Geoff Cox
Listen to Nice
This presentation will analyze an extract of A Film About Nice (2010), by Keith Marley and myself that explores the use of music and creative sound design in a documentary context. It will be contextualized with reference to John Corner’s idea of ‘connecting knowing to feeling and hearing to viewing’ in his discussion of Humphrey Jennings’ Listen to Britain (1941), a wartime propaganda film with an overtly poetic sensibility and dominantly musical soundtrack. This will be linked to Bill Nichols’ concept of the reflexive documentary that challenges the notion of indexical realism in film.

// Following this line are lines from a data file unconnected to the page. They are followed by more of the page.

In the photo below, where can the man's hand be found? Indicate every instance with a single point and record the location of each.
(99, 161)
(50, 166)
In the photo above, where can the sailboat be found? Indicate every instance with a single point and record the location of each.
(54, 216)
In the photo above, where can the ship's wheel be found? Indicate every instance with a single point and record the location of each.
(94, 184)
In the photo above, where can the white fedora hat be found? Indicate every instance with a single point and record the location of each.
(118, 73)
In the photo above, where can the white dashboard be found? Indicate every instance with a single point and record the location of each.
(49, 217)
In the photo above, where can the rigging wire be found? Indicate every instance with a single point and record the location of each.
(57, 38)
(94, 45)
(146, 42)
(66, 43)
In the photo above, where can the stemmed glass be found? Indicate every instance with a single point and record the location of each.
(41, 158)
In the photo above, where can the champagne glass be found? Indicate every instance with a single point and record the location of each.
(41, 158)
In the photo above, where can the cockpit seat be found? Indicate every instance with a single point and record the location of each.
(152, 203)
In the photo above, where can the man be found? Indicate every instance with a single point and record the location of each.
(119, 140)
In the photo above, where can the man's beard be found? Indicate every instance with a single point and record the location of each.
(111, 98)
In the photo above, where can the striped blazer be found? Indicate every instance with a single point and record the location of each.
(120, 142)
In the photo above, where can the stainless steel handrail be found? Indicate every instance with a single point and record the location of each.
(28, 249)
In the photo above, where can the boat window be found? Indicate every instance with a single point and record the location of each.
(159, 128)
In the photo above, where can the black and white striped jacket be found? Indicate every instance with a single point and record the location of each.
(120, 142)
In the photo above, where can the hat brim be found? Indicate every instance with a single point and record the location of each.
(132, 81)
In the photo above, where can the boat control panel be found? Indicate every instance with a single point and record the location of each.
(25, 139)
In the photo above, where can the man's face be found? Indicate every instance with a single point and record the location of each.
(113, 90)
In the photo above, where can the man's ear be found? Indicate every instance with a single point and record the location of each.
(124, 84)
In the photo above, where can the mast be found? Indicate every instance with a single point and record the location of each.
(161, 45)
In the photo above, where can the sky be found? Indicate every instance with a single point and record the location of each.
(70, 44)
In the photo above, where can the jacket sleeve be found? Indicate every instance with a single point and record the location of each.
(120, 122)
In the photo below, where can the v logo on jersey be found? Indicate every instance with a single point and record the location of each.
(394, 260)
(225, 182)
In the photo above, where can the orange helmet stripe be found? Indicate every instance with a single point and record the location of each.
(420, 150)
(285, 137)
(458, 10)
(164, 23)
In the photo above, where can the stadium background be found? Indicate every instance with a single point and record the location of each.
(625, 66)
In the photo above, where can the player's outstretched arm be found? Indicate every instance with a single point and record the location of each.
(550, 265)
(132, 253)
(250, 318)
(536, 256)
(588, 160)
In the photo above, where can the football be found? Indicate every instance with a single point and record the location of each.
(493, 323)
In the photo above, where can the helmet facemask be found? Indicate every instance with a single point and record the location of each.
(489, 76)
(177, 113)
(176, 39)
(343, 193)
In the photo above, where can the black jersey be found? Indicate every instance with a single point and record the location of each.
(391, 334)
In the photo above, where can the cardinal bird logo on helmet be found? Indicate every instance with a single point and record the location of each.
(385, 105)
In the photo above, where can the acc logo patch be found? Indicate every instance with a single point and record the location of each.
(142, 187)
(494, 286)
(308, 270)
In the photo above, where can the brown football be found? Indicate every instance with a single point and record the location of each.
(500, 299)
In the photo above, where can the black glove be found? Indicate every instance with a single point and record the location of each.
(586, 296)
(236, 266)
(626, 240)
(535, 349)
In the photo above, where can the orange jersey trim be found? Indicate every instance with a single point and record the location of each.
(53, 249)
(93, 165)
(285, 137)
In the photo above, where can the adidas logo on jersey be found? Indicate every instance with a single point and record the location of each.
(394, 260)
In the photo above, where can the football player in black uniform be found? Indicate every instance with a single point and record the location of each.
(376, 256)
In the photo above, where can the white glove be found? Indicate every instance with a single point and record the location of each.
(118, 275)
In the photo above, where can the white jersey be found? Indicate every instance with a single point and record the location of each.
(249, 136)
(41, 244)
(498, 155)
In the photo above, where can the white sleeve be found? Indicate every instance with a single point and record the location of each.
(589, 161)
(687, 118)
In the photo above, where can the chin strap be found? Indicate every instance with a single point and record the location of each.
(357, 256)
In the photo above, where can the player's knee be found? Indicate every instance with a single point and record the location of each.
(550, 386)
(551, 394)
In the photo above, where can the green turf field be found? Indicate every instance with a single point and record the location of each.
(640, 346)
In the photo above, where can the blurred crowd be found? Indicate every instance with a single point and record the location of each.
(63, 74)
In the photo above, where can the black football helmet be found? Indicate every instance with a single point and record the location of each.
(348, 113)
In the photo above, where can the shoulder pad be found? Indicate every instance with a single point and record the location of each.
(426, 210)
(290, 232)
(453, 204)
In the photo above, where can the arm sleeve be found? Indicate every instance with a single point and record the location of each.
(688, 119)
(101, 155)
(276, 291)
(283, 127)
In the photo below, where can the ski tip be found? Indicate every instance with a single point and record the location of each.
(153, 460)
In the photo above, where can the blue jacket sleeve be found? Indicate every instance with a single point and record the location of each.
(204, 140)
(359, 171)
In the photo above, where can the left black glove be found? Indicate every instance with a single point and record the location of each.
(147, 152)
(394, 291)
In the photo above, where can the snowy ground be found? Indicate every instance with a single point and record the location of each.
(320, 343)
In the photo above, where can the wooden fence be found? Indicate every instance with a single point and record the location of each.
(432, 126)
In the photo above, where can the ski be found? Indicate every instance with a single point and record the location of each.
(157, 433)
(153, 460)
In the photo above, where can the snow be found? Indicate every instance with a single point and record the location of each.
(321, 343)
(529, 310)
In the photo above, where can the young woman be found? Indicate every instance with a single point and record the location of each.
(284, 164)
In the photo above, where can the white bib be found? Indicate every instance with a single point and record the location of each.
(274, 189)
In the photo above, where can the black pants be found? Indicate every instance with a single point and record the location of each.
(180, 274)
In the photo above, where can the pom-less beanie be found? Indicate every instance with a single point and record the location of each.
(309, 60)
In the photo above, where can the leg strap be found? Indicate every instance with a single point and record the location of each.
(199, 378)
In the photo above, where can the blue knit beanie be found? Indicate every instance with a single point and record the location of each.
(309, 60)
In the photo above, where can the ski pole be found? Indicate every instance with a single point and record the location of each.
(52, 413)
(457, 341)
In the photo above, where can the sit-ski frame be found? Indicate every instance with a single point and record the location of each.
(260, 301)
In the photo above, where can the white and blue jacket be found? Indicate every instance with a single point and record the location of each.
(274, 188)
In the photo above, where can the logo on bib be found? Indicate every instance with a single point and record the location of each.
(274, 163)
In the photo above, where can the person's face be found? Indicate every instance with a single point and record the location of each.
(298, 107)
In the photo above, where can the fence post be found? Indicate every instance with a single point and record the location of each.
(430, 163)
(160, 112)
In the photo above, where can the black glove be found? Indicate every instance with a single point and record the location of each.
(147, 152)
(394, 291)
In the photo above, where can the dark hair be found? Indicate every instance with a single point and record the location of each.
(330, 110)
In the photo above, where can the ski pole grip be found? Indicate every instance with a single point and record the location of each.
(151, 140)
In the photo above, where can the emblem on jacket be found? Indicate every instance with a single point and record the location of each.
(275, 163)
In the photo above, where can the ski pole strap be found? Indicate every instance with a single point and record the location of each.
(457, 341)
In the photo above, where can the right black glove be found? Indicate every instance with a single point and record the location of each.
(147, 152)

Lindsey Anderson, a great admirer of Jennings’ work, urged that we ‘get beyond pure naturalism into poetry’ in order to search out ‘larger implications than the surface realities may suggest’. Despite this and numerous theoretical challenges in the 1960s and 70s to André Bazin’s assertion that film is a window on the world and can represent largely unmediated reality, the apparent indexical power of the image, even in today’s digital age, still holds sway. Sound’s far weaker existential bond between sign and object and hence its greater evocative power in combination with image, is almost never discussed. The contention is that a poetic and self-reflexive approach in documentary, that places particular emphasis on the sonic, can bring a level of signification that more effectively plumbs V.I. Pudovkin’s ‘rich deeps of meaning potential in sound film’ and has a greater capacity to penetrate reality.